'Le Tout Nouveau Testament' de Jaco van Dormael (7/10)
Dieu existe. Il habite à Bruxelles. Il est odieux avec sa femme et sa fille. On a beaucoup parlé de son fils, mais très peu de sa fille. Sa fille c’est moi. Je m’appelle Ea et j’ai dix ans. Pour me venger j’ai balancé par SMS les dates de décès de tout le monde…
Après un ‘Mr Nobody’ ambitieux mais pas toujours maîtrisé, le rare Jaco van Dormael nous revient avec une production alléchante et une brochette d’acteurs qui promet beaucoup.

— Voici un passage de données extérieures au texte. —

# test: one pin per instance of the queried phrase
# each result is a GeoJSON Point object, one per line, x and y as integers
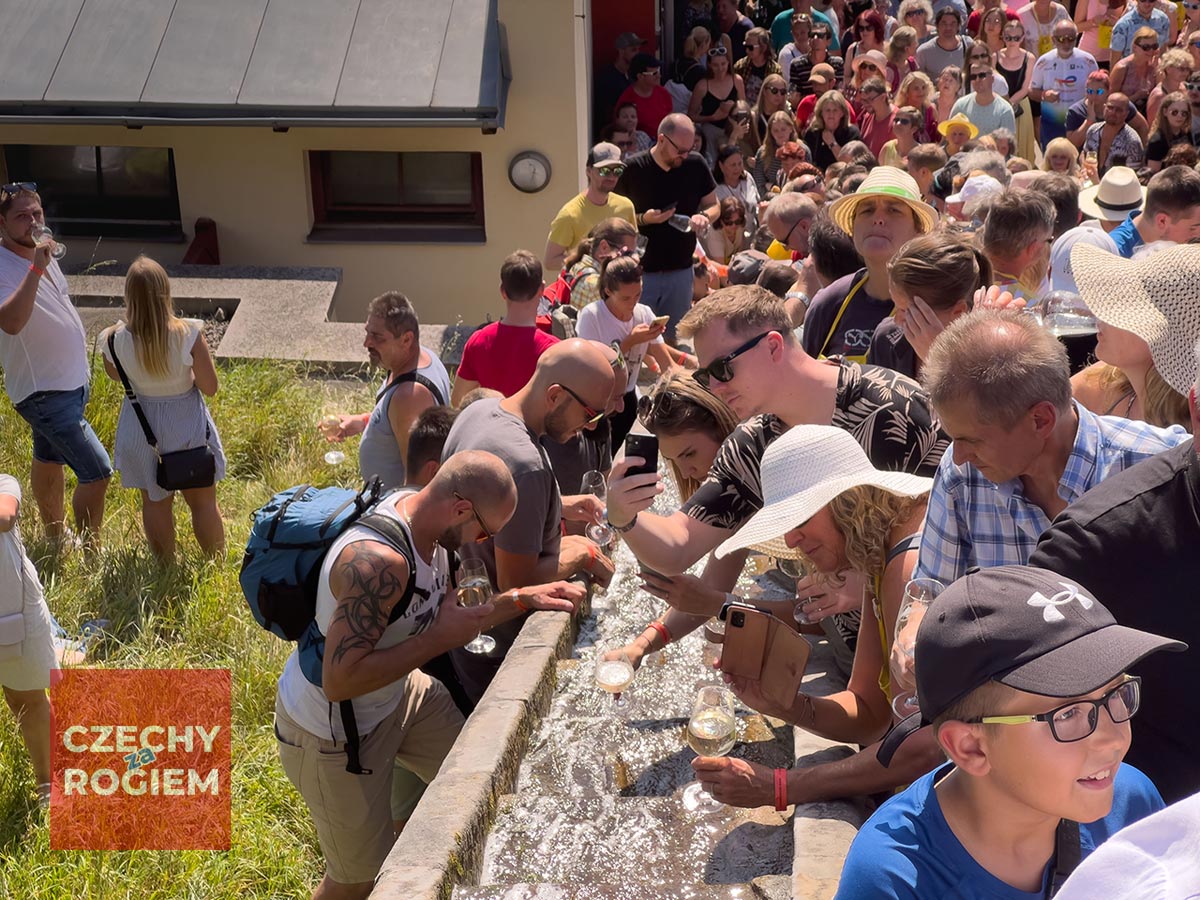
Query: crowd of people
{"type": "Point", "coordinates": [906, 295]}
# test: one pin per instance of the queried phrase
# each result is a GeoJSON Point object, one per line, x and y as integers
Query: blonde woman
{"type": "Point", "coordinates": [169, 366]}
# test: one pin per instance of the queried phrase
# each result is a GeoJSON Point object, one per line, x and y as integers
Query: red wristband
{"type": "Point", "coordinates": [780, 790]}
{"type": "Point", "coordinates": [664, 633]}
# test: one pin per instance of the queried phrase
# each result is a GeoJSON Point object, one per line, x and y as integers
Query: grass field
{"type": "Point", "coordinates": [191, 615]}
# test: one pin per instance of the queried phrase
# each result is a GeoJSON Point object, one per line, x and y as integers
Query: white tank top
{"type": "Point", "coordinates": [307, 703]}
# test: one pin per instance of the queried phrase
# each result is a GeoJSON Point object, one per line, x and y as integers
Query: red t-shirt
{"type": "Point", "coordinates": [503, 357]}
{"type": "Point", "coordinates": [652, 109]}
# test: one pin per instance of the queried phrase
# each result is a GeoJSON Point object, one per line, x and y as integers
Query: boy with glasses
{"type": "Point", "coordinates": [1024, 677]}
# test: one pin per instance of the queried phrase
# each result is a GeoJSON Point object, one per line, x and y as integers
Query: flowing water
{"type": "Point", "coordinates": [597, 809]}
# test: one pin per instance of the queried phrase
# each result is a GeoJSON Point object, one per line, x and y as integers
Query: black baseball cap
{"type": "Point", "coordinates": [1024, 627]}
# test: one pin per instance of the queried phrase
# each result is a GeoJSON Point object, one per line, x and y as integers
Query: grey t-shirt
{"type": "Point", "coordinates": [535, 528]}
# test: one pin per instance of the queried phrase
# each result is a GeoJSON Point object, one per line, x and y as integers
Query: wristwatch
{"type": "Point", "coordinates": [627, 527]}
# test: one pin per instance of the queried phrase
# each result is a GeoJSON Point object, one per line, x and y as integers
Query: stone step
{"type": "Point", "coordinates": [633, 840]}
{"type": "Point", "coordinates": [766, 888]}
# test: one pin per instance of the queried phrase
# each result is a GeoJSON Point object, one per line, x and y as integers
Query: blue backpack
{"type": "Point", "coordinates": [288, 541]}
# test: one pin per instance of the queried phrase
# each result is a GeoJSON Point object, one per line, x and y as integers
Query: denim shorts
{"type": "Point", "coordinates": [61, 436]}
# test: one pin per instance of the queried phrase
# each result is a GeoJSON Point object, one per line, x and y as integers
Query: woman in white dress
{"type": "Point", "coordinates": [169, 366]}
{"type": "Point", "coordinates": [27, 648]}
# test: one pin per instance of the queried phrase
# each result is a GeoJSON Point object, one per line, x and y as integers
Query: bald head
{"type": "Point", "coordinates": [481, 478]}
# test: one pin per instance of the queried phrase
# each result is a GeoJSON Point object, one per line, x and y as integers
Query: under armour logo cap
{"type": "Point", "coordinates": [1027, 628]}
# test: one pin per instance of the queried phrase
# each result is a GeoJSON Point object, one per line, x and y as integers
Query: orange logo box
{"type": "Point", "coordinates": [141, 759]}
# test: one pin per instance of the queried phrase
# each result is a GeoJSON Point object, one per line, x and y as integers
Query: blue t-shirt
{"type": "Point", "coordinates": [1127, 237]}
{"type": "Point", "coordinates": [907, 850]}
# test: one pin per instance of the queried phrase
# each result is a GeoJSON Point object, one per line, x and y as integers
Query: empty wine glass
{"type": "Point", "coordinates": [918, 594]}
{"type": "Point", "coordinates": [475, 589]}
{"type": "Point", "coordinates": [41, 234]}
{"type": "Point", "coordinates": [712, 731]}
{"type": "Point", "coordinates": [594, 484]}
{"type": "Point", "coordinates": [615, 673]}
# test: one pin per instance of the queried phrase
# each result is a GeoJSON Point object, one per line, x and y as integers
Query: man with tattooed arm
{"type": "Point", "coordinates": [372, 657]}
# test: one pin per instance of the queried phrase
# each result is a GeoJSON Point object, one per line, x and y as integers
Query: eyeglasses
{"type": "Point", "coordinates": [593, 415]}
{"type": "Point", "coordinates": [1075, 721]}
{"type": "Point", "coordinates": [720, 369]}
{"type": "Point", "coordinates": [487, 533]}
{"type": "Point", "coordinates": [18, 186]}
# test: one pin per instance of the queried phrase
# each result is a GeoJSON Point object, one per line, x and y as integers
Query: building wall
{"type": "Point", "coordinates": [255, 184]}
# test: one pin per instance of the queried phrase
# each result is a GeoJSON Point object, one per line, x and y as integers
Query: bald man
{"type": "Point", "coordinates": [376, 634]}
{"type": "Point", "coordinates": [571, 390]}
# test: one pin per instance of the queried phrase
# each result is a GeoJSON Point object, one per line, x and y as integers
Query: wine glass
{"type": "Point", "coordinates": [594, 484]}
{"type": "Point", "coordinates": [41, 234]}
{"type": "Point", "coordinates": [918, 594]}
{"type": "Point", "coordinates": [475, 589]}
{"type": "Point", "coordinates": [712, 731]}
{"type": "Point", "coordinates": [615, 673]}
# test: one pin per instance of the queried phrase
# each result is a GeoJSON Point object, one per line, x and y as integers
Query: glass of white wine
{"type": "Point", "coordinates": [41, 234]}
{"type": "Point", "coordinates": [600, 533]}
{"type": "Point", "coordinates": [712, 731]}
{"type": "Point", "coordinates": [615, 673]}
{"type": "Point", "coordinates": [475, 589]}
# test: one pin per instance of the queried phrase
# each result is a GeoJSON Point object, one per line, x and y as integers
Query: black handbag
{"type": "Point", "coordinates": [181, 469]}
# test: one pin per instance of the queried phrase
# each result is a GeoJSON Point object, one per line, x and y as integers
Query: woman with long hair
{"type": "Point", "coordinates": [733, 181]}
{"type": "Point", "coordinates": [780, 129]}
{"type": "Point", "coordinates": [606, 239]}
{"type": "Point", "coordinates": [917, 90]}
{"type": "Point", "coordinates": [1137, 73]}
{"type": "Point", "coordinates": [933, 280]}
{"type": "Point", "coordinates": [829, 129]}
{"type": "Point", "coordinates": [1014, 64]}
{"type": "Point", "coordinates": [900, 61]}
{"type": "Point", "coordinates": [1174, 69]}
{"type": "Point", "coordinates": [772, 99]}
{"type": "Point", "coordinates": [714, 97]}
{"type": "Point", "coordinates": [619, 319]}
{"type": "Point", "coordinates": [1173, 125]}
{"type": "Point", "coordinates": [757, 64]}
{"type": "Point", "coordinates": [168, 365]}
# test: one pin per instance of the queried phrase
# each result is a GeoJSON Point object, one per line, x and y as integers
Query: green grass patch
{"type": "Point", "coordinates": [187, 616]}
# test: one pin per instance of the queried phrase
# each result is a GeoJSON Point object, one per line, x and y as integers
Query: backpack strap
{"type": "Point", "coordinates": [414, 376]}
{"type": "Point", "coordinates": [395, 537]}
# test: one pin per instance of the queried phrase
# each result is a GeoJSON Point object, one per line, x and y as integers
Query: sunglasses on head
{"type": "Point", "coordinates": [720, 369]}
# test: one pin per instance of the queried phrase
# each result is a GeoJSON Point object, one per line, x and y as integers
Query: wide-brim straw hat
{"type": "Point", "coordinates": [1117, 195]}
{"type": "Point", "coordinates": [1155, 298]}
{"type": "Point", "coordinates": [802, 471]}
{"type": "Point", "coordinates": [958, 119]}
{"type": "Point", "coordinates": [883, 181]}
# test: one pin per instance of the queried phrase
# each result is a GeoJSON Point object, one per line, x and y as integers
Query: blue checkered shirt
{"type": "Point", "coordinates": [972, 521]}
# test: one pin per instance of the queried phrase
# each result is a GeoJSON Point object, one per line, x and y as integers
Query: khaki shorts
{"type": "Point", "coordinates": [353, 813]}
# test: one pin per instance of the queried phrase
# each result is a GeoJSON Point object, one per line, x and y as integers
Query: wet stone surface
{"type": "Point", "coordinates": [597, 809]}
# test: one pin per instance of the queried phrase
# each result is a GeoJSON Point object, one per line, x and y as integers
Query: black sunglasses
{"type": "Point", "coordinates": [593, 415]}
{"type": "Point", "coordinates": [487, 532]}
{"type": "Point", "coordinates": [720, 369]}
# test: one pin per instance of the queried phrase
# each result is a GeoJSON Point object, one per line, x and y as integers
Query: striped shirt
{"type": "Point", "coordinates": [976, 522]}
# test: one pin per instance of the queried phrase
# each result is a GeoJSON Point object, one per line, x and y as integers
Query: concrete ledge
{"type": "Point", "coordinates": [443, 843]}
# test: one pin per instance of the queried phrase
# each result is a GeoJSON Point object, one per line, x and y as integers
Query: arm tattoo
{"type": "Point", "coordinates": [373, 588]}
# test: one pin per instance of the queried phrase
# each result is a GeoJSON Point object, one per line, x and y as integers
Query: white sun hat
{"type": "Point", "coordinates": [1153, 297]}
{"type": "Point", "coordinates": [802, 471]}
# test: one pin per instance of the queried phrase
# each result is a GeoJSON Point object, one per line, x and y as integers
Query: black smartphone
{"type": "Point", "coordinates": [646, 447]}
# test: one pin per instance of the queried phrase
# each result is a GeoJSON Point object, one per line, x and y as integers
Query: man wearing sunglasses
{"type": "Point", "coordinates": [603, 169]}
{"type": "Point", "coordinates": [45, 359]}
{"type": "Point", "coordinates": [669, 180]}
{"type": "Point", "coordinates": [569, 391]}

‘Le Tout Nouveau Testament’ entend réécrire la ‘mythologie chrétienne’ dans une comédie que l’on sait par avance irrévérencieuse et un peu provocatrice et force est de constater que le réalisateur a parfaitement réussi son coup.
Foisonnant d’idées et de trouvailles scénaristiques et visuelles, ‘Le Tout Nouveau Testament’ se dresse fièrement en digne successeur de ‘Amélie Poulain’ mais sans la saveur parisienne que Jean-Pierre Jeunet insufflait à son film. Van Dormael réalise un film profondément ancré dans la culture belge : à la fois léger, surréaliste, grave aussi, ‘Le Tout Nouveau Testament’ est un film attachant car très humain. Le réalisateur, tel un Dieu miséricordieux, observe ses personnages, bons ou mauvais, avec un œil tendre et complice et fait ressortir leur humanité avec finesse.
Si le film se résume finalement à une histoire assez simple, Van Dormael l’enrichit intelligemment avec des vignettes croustillantes et pétillantes qui en font une œuvre beaucoup plus ambitieuse qu’il n’y paraît.
Loin d’être un pamphlet anticlérical pur et dur (Dieu est le ‘méchant’ de l’histoire), le film veut avant tout revenir à l’échelle humaine et à des valeurs finalement assez chrétiennes, ce qui dénote beaucoup de finesse et de complexité dans le propos.
Toujours inventif, le film fait sourire, choque parfois, et Van Dormael assume les grands écarts émotionnels provoqués au spectateur avec un aplomb incroyable.
Riche, le film l’est assurément en abordant avec sérieux et légèreté beaucoup de thématiques sans pour autant se perdre dans toutes les directions, soutenu par des comédiens excellents, des plus expérimentés aux plus jeunes.
On sent un plaisir communicatif à faire du cinéma, à casser l’image de la mythique Deneuve, à tordre la bonne morale sans méchanceté.
Dès lors, il est dommage de constater que ce bouillonnement d’idées et de thématiques se ralentit un peu au dernier tiers du film. L’histoire se résumant pour l’essentiel à la découverte de six apôtres, le scénario devient assez vite répétitif, passant d’un personnage à l’autre, malgré les efforts louables du réalisateur pour instiller de la nouveauté, grâce à ces encarts humoristiques qui cassent un peu le fil conducteur du récit.
Par conséquent, le film perd un peu de sa force sur la durée. Se terminant dans un kitsch assumé mais visuellement très laid, ‘Le Tout Nouveau Testament’ passe un peu vite à la trappe ses idées de départ et bâcle son épilogue.
Qu’importe, le plaisir est bel et bien là et le film, même s’il est loin d’être parfait, est un très beau concentré du savoir-faire de son réalisateur.